Aquí no entra el ruido. Sólo se escucha el silencio del mar que ruge incesante. El coro a mil voces de su oleaje jóven en primera voz; de su oleaje antiguo en la segunda voz, potente y poderosa en sus estruendos. También se oye el sigilo cálido de los rayos de sol que rebotan sobre la argenta superficie del océano. Y el aleteo pianísimo de las aves, el vuelo en formación que cruza silente sobre mi cabeza como listón elegante ondulando al viento. Y luego está la arena, con su imperceptible murmullo de azúcar eterna, con su delicado salpicar de brillos y de sombras. También calla la luna en este espacio: se asoma discreta e imprudente, antes de que parta el sol con mudo burbujear hundiéndose a lo lejos. Y alcanza todavía a guiñarle un ojo. Sus miradas de fuego y plata colisionan, y aturden a los cielos con su clímax amoroso de cero decibeles.

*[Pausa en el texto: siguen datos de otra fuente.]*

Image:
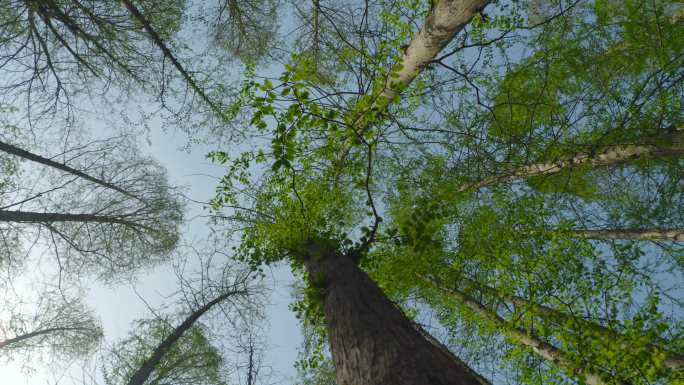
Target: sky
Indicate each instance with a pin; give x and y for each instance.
(117, 306)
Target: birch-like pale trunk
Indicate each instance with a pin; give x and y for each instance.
(609, 156)
(447, 18)
(672, 360)
(674, 235)
(521, 336)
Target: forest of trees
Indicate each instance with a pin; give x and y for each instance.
(465, 191)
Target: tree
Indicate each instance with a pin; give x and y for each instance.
(57, 48)
(332, 149)
(361, 322)
(172, 349)
(56, 326)
(124, 218)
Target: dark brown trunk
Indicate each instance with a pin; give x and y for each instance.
(16, 151)
(371, 341)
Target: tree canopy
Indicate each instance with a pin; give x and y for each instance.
(469, 191)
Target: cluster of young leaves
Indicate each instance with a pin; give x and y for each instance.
(192, 359)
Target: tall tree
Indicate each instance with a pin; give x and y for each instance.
(55, 326)
(101, 207)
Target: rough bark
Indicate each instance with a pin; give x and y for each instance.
(672, 361)
(16, 151)
(143, 373)
(446, 19)
(371, 341)
(674, 235)
(609, 156)
(543, 349)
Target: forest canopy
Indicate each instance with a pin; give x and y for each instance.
(465, 191)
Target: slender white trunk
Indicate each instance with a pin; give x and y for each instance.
(521, 336)
(609, 156)
(446, 19)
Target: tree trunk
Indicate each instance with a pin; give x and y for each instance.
(37, 333)
(146, 369)
(521, 336)
(447, 18)
(33, 217)
(371, 341)
(16, 151)
(159, 42)
(610, 156)
(674, 235)
(672, 360)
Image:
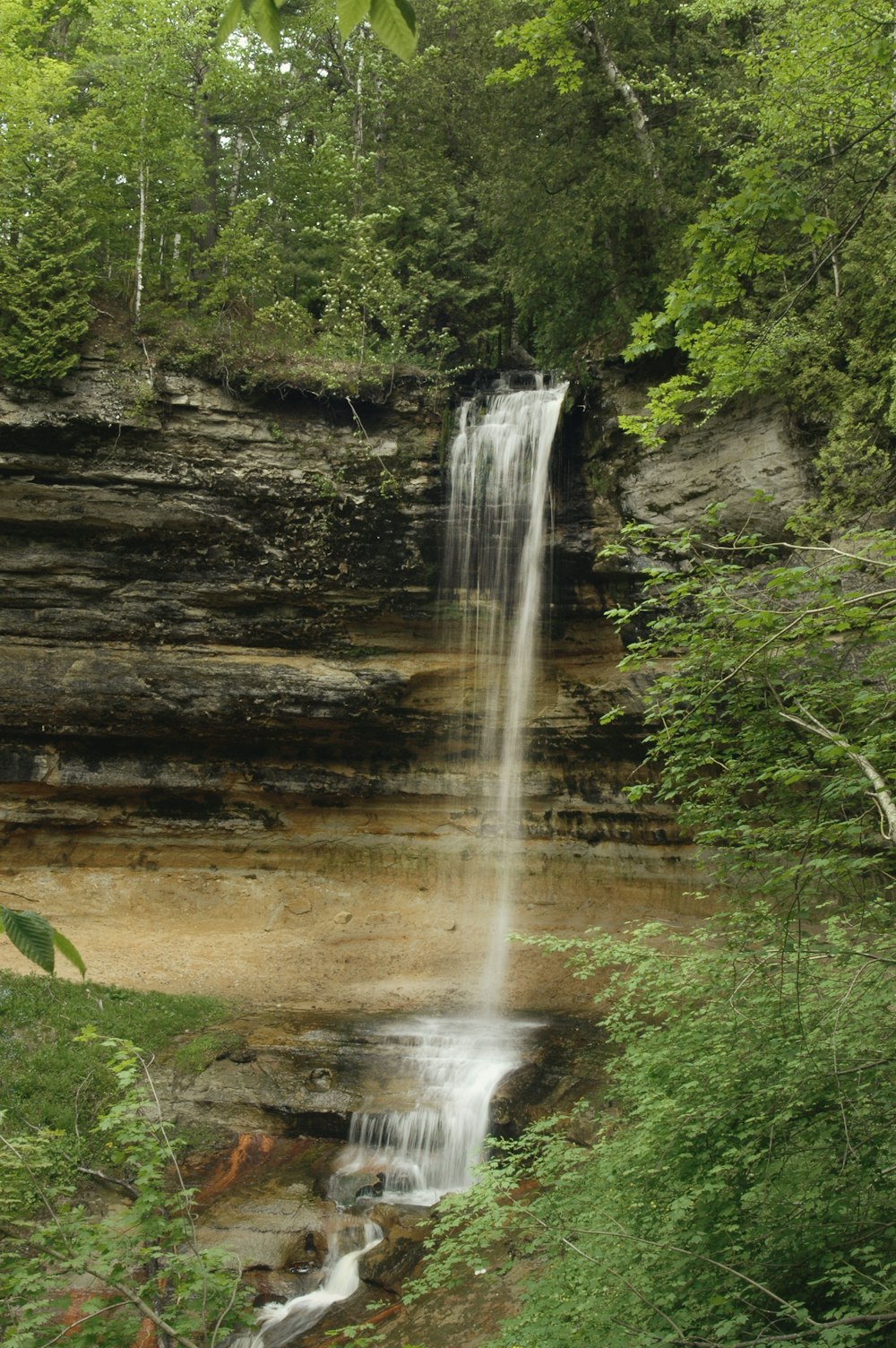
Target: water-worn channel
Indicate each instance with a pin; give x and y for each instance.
(412, 1153)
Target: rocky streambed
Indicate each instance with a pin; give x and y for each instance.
(277, 1192)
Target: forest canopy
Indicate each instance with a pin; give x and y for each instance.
(708, 182)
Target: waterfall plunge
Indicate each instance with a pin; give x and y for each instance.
(495, 561)
(495, 558)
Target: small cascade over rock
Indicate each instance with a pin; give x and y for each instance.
(495, 561)
(417, 1155)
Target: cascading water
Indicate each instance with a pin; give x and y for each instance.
(427, 1152)
(499, 467)
(495, 557)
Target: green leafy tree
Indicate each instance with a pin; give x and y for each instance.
(46, 251)
(786, 264)
(392, 21)
(771, 712)
(738, 1192)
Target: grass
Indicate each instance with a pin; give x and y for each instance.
(50, 1081)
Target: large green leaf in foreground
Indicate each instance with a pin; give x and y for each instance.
(38, 940)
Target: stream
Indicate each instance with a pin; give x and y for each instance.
(497, 524)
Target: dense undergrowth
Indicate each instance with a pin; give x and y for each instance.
(47, 1080)
(740, 1189)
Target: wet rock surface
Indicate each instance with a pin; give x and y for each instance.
(280, 1089)
(232, 755)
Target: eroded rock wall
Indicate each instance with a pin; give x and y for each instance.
(229, 748)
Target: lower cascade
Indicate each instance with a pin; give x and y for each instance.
(423, 1153)
(499, 502)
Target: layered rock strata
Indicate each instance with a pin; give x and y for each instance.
(229, 747)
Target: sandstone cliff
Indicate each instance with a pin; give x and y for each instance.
(228, 732)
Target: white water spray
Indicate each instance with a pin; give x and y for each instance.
(433, 1149)
(495, 559)
(497, 524)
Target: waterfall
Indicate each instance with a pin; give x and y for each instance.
(495, 559)
(431, 1150)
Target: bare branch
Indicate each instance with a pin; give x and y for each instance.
(884, 799)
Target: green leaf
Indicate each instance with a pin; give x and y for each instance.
(265, 19)
(395, 24)
(69, 952)
(350, 13)
(230, 21)
(31, 935)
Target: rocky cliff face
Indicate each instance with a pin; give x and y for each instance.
(228, 733)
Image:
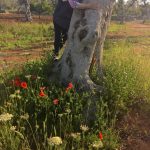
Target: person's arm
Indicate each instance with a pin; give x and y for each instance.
(76, 4)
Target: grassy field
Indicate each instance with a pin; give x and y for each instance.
(35, 114)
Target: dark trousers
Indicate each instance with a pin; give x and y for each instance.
(60, 37)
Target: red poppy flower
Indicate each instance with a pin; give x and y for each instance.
(42, 94)
(55, 101)
(42, 88)
(100, 136)
(33, 77)
(16, 82)
(24, 85)
(70, 86)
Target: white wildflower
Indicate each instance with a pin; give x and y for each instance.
(54, 141)
(5, 117)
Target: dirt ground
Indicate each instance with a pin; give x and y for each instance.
(134, 127)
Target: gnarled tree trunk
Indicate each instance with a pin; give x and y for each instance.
(85, 40)
(26, 4)
(28, 11)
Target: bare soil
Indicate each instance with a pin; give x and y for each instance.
(135, 128)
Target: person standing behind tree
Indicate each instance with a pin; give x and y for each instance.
(61, 19)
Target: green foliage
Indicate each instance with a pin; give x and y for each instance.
(42, 7)
(43, 110)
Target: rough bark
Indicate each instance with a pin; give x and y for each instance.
(85, 40)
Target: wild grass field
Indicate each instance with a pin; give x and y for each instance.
(35, 114)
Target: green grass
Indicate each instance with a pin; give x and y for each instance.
(37, 119)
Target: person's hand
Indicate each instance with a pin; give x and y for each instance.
(95, 6)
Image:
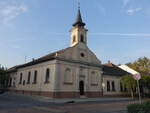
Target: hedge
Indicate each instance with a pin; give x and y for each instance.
(139, 108)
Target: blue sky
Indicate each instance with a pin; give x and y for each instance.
(119, 30)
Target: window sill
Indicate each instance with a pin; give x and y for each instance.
(94, 84)
(34, 83)
(68, 83)
(47, 82)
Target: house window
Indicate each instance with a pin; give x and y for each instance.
(35, 77)
(121, 87)
(47, 77)
(20, 81)
(29, 77)
(113, 86)
(82, 38)
(24, 82)
(108, 85)
(74, 39)
(10, 82)
(82, 54)
(94, 78)
(68, 77)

Yo, escucho el silencio embelesada. Me dejo envolver por él, me dejo hipnotizar con su vaivén y suspiro en secreto. No quiero interrumpir la sinfónica armonía del mar a solas. No quiero interrumpir sus gritos que no suenan. No quiero ser el ruido que rompa su grandilocuencia de silencios altos.
Aquí no entra el ruido... sólo entro yo, y miro casi sin moverme esta playa intensa. Entro yo, que soy ruido -pero aquí, en esta playa junto al mar que es mío, soy espuma que calla.